So, the new Visual Studio 2015 release has a new “Xamarin” plugin, which allows you to directly build .NET projects and export to both Android and iOS. You can use the latest version of .NET with all the bells and whistles, and can even create shared projects that use a common MS .NET lib that is linked to Android, iOS, and Windows builds. Is there a reason that Unity can’t use this method? For the last ten years, we’ve been told that the reason Unity could never update Mono was because Xamarin would not allow anyone to build iOS apps on Mono without paying for a Mono license due to LGPL lawyering, but apparently now all developers can do that for free. Can someone explain? Is there still really a need for spending years of dev time on IL2CPP?
It’s not free and you need a Xamarin subscription… which is not cheap
As Ostwind said, it’s not free.
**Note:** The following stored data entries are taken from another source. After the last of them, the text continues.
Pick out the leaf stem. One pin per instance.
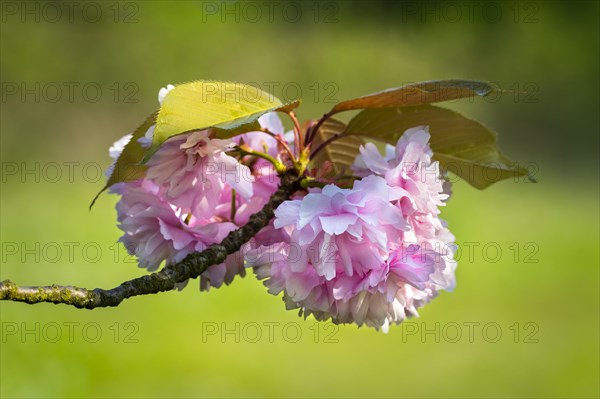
(245, 150)
(281, 141)
(316, 127)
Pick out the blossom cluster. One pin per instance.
(372, 253)
(183, 204)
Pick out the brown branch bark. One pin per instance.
(191, 267)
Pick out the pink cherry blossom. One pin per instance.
(183, 204)
(372, 254)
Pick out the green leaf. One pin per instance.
(203, 104)
(340, 152)
(417, 94)
(461, 145)
(128, 166)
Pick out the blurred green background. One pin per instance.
(521, 323)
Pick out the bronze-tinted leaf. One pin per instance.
(417, 94)
(461, 145)
(340, 152)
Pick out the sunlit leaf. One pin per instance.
(200, 105)
(128, 166)
(417, 94)
(462, 146)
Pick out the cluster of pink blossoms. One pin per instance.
(371, 254)
(183, 204)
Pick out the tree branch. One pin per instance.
(191, 266)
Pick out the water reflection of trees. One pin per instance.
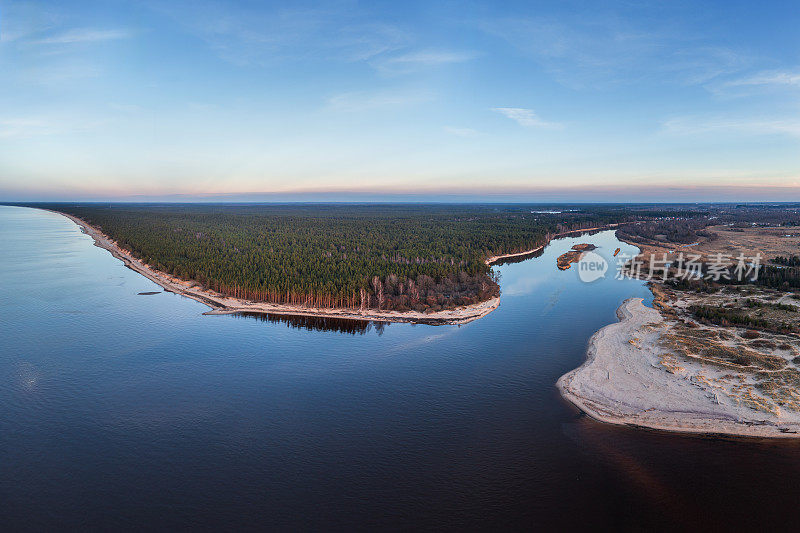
(320, 323)
(518, 258)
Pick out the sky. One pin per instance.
(506, 101)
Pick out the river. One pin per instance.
(121, 410)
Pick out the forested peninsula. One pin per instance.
(401, 258)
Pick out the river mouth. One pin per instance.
(121, 410)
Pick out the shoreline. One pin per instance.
(221, 305)
(623, 382)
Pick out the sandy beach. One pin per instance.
(629, 377)
(221, 304)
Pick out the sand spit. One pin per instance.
(495, 258)
(629, 377)
(221, 304)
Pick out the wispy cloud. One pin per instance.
(611, 50)
(412, 61)
(461, 132)
(83, 35)
(785, 78)
(747, 126)
(258, 36)
(365, 101)
(526, 117)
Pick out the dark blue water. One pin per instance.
(123, 411)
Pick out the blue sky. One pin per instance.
(546, 101)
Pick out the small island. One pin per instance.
(565, 260)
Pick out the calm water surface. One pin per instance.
(122, 411)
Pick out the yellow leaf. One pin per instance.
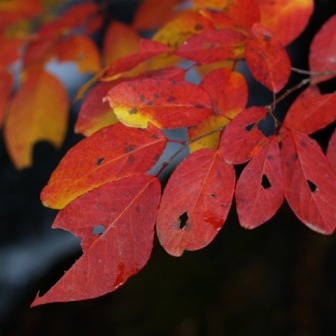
(38, 112)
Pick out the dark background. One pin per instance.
(279, 279)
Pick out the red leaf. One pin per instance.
(260, 187)
(287, 19)
(311, 111)
(331, 151)
(6, 84)
(164, 103)
(202, 187)
(322, 55)
(267, 60)
(112, 153)
(241, 139)
(126, 211)
(147, 50)
(95, 114)
(213, 46)
(310, 183)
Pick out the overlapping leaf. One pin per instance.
(260, 187)
(110, 154)
(126, 210)
(213, 46)
(287, 19)
(38, 112)
(242, 139)
(6, 84)
(322, 54)
(267, 60)
(310, 182)
(195, 202)
(311, 111)
(228, 90)
(81, 50)
(161, 102)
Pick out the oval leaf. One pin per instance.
(38, 112)
(267, 60)
(260, 187)
(164, 103)
(311, 111)
(241, 139)
(110, 154)
(195, 202)
(124, 212)
(310, 183)
(322, 54)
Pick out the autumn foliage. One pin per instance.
(141, 88)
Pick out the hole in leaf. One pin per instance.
(183, 220)
(98, 230)
(265, 182)
(249, 127)
(312, 186)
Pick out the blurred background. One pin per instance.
(279, 279)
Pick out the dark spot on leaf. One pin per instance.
(171, 99)
(312, 186)
(129, 148)
(133, 111)
(98, 230)
(99, 161)
(199, 106)
(249, 127)
(183, 220)
(198, 26)
(265, 182)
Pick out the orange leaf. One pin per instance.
(212, 46)
(195, 202)
(183, 26)
(311, 111)
(242, 139)
(38, 112)
(119, 40)
(152, 14)
(112, 153)
(322, 54)
(6, 84)
(310, 186)
(242, 12)
(95, 114)
(162, 102)
(125, 211)
(260, 187)
(267, 60)
(287, 19)
(82, 50)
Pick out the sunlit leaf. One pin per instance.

You have to buy the Xamarin license yourself and it’s not cheap.
https://store.xamarin.com/
I’ve been trying to figure out how the licensing works because it’s not particularly clear. When you install the new VS RC, you can install Xamarin and build to it without buying anything. Maybe it’s giving you some kind of free entry tier Xamarin license and you have to purchase a subscription for more features? There’s not a lot of info.
Ok I think I figured out what’s going on… it basically installs the VS plugin and what I assume is a starter version of Xamarin with reduced output options, and then you have to buy a subscription to do a full release:
Yep, you have no go-live licensing with the plugin.